An immigrant group in Jackson Heights is set to unveil a smartphone app that will benefit day laborers in the United States. With this new app, laborers will be able to rate employers such as Yelp or Uber and protect their wages.

This app was in development for about three years by immigrant workers who were constantly cheated by employers with regards to their wages. By using this app on their smartphones, workers will be empowered in their battle against wage theft.

Apart from rating their employers, this smartphone app can also help workers to take camera shots of job sites, help identify employers with histories of withholding wages, and determine the color and make of a car.

The app will also allow them to send instant alerts to their fellow workers.  To safeguard sensitive information and to arrange for the payment processes, the developer of the app is working with lawyers.

Wage theft is the illegal withholding of salaries and denial of essential benefits to workers by an employer or a company.

In a report that came out in Aug. 30, 2014, David Weil, Federal Labor Department Director for wage and hours division found out that wage theft is then increasing in the United States.

"We have a change in the structure of work that is then compounded by a falling level of what is viewed as acceptable in the workplace in terms of how you treat people and how you regard the law," stated Weil.

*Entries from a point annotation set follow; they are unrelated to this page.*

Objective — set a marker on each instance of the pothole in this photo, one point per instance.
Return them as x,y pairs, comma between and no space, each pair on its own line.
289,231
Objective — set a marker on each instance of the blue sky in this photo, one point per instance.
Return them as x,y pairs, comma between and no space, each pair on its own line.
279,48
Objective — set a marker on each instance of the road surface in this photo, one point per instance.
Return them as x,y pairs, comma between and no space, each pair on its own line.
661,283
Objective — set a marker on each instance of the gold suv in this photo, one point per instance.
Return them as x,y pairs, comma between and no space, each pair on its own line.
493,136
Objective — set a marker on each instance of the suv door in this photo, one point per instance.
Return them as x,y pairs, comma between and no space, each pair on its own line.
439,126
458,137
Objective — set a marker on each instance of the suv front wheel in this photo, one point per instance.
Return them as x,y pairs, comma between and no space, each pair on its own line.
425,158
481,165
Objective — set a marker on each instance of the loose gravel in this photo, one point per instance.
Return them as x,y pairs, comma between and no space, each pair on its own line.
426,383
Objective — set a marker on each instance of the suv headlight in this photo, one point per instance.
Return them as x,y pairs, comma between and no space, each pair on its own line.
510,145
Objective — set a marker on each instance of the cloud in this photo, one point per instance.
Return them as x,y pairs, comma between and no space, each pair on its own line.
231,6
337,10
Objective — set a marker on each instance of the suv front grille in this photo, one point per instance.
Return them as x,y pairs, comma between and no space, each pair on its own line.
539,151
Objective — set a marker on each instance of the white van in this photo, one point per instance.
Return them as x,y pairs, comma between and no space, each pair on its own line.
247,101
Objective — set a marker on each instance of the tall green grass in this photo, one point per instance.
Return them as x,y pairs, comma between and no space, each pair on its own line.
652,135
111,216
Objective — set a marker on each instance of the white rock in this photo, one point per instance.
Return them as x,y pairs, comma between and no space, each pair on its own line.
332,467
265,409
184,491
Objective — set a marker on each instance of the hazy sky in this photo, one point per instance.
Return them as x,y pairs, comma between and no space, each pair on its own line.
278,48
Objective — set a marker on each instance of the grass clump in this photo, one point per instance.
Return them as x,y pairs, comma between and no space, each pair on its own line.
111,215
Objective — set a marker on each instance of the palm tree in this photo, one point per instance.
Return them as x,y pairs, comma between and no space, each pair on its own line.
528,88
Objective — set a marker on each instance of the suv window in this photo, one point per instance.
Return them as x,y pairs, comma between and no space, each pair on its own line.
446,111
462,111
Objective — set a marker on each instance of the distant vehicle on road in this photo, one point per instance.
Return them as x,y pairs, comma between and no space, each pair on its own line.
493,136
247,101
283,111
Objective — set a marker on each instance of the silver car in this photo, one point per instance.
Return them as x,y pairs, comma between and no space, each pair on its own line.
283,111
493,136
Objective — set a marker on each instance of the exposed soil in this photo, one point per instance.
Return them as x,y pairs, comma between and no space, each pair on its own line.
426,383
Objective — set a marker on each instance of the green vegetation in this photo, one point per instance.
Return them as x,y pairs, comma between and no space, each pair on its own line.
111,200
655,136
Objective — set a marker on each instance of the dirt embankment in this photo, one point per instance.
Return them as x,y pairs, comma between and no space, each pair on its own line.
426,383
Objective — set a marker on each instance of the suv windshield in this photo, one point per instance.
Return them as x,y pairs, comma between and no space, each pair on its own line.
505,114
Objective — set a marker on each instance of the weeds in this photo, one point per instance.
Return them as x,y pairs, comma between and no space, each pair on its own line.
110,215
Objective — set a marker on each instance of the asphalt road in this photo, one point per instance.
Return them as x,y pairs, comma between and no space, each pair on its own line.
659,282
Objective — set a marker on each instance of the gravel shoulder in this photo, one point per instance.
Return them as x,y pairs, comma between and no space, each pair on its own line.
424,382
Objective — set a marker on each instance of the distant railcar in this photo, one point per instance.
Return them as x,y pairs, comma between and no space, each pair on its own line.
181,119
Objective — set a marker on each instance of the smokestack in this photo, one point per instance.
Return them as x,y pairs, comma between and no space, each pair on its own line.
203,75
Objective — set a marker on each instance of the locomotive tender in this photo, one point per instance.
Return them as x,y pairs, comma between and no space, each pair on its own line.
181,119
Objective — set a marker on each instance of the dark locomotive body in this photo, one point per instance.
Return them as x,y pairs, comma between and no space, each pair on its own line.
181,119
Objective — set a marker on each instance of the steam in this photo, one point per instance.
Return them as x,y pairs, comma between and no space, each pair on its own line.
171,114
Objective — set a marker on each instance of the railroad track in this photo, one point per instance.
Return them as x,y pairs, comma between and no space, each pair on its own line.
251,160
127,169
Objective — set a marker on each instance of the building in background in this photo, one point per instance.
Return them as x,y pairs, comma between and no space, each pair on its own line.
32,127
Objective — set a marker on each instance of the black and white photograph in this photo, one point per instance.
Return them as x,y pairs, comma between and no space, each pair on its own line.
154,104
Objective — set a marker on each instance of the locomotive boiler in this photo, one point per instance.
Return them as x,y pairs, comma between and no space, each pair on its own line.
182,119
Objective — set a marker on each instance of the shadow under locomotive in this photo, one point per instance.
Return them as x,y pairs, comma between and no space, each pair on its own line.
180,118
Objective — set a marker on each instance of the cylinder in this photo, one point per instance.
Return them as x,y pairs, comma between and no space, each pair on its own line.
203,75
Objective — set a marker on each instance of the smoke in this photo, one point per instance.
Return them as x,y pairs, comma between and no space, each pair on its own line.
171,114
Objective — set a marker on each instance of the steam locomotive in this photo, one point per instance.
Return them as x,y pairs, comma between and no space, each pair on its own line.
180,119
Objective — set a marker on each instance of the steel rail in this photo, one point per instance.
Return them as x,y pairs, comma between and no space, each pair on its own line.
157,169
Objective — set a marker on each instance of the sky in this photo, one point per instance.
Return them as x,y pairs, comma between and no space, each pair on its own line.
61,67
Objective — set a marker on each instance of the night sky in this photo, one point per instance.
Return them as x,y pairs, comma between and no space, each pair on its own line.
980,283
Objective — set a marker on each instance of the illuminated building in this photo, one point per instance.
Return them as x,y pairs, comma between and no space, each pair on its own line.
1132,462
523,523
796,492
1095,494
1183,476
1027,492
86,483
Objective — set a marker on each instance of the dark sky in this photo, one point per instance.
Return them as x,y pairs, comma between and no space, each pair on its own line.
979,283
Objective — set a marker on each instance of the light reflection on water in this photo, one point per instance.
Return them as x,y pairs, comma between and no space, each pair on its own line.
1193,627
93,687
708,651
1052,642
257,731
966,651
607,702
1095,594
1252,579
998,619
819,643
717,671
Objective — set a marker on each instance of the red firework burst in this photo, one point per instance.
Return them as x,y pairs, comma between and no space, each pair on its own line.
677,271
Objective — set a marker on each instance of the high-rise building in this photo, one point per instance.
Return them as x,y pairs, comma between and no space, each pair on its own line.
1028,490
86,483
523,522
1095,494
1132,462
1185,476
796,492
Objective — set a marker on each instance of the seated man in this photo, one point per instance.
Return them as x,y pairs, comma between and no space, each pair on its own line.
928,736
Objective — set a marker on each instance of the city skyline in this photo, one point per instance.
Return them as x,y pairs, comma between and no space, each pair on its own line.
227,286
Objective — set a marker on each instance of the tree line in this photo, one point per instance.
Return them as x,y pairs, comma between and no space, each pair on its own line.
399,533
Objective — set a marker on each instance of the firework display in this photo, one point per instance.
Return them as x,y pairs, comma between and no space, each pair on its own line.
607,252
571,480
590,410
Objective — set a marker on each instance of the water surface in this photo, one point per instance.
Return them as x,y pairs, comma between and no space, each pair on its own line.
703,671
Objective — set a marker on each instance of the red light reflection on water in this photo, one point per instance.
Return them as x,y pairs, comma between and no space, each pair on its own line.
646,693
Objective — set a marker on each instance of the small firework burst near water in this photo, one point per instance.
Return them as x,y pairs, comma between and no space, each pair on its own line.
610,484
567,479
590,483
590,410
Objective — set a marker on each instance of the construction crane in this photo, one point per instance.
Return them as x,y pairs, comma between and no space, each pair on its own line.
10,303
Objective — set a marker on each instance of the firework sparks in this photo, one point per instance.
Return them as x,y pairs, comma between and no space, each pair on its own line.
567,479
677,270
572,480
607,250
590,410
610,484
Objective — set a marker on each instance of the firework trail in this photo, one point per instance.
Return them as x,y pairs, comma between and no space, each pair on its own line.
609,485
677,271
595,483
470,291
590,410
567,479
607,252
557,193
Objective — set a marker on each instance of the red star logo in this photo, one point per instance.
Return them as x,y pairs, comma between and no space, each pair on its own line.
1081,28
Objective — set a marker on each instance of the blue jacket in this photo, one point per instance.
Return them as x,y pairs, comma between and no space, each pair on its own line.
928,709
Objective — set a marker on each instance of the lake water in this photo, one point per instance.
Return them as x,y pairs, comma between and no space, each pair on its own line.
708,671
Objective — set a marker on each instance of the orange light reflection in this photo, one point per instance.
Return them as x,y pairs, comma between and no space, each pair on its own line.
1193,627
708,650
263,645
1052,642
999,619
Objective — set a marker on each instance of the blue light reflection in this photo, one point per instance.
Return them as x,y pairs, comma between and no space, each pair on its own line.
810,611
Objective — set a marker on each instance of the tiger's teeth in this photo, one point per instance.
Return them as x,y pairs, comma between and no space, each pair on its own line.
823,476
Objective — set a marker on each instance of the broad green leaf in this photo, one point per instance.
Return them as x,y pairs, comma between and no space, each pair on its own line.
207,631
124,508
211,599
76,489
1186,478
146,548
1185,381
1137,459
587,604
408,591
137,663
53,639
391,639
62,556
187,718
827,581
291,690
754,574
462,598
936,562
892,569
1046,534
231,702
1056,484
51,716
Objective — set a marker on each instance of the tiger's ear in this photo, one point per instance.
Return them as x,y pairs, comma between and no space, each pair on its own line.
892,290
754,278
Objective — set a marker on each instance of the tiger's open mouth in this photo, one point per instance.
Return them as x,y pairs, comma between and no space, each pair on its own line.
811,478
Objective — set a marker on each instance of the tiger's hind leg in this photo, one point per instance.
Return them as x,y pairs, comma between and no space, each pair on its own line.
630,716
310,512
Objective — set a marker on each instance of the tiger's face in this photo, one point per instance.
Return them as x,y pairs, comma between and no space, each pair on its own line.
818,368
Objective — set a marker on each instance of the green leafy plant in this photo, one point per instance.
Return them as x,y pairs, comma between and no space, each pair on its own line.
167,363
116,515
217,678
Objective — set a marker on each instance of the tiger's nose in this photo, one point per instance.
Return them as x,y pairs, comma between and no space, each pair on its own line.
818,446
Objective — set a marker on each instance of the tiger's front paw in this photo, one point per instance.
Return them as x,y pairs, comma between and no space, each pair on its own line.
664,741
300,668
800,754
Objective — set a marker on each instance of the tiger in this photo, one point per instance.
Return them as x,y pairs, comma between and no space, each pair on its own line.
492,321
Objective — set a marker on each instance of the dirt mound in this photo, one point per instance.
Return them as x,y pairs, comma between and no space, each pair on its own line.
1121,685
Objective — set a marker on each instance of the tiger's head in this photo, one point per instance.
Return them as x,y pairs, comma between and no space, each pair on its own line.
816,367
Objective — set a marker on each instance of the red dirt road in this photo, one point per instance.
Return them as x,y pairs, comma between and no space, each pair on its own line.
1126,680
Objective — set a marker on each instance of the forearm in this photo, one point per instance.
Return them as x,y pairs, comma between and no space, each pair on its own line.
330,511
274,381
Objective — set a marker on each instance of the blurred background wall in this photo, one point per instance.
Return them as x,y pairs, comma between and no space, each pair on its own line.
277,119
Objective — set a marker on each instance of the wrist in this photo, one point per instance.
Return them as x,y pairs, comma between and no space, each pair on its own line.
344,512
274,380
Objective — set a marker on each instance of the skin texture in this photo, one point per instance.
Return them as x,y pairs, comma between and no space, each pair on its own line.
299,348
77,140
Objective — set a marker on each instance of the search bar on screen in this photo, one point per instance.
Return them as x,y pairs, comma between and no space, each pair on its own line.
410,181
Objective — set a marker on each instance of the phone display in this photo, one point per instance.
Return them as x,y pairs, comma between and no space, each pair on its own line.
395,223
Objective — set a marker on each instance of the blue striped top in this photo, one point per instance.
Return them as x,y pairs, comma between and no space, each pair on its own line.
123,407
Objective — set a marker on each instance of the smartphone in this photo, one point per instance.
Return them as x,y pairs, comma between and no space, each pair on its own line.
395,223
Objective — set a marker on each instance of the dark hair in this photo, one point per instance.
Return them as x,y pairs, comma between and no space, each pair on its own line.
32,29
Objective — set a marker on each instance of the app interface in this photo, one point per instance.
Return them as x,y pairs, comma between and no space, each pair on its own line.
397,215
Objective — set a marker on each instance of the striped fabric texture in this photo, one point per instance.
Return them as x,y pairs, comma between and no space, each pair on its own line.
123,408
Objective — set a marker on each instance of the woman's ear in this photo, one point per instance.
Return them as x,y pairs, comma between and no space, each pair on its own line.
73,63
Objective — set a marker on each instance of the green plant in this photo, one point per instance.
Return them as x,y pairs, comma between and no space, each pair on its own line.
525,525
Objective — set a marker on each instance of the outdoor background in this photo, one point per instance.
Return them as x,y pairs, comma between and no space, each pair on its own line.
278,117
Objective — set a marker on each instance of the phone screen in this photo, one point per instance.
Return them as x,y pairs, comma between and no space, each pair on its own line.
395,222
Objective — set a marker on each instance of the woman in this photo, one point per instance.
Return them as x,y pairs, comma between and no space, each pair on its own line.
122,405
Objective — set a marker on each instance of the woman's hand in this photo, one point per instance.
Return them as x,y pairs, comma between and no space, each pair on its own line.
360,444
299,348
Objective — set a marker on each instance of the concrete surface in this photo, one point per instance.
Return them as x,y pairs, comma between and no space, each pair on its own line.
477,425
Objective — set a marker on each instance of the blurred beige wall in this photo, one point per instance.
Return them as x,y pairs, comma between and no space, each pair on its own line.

Weil's agency has discovered almost $1 billion representing illegally unpaid wages starting in 2010. Most of the victimized workers were immigrants. This condition apparently hasn't stopped, leading to the development of this new wage theft app.

The smartphone app was developed by Omar Trinidad, a Mexican immigrant worker and the lead organizer in the development of the app. He called the app "Jornalero" meaning day laborer in Spanish. Trinidad is planning to distribute the app to the 70 day laborer stops in the city.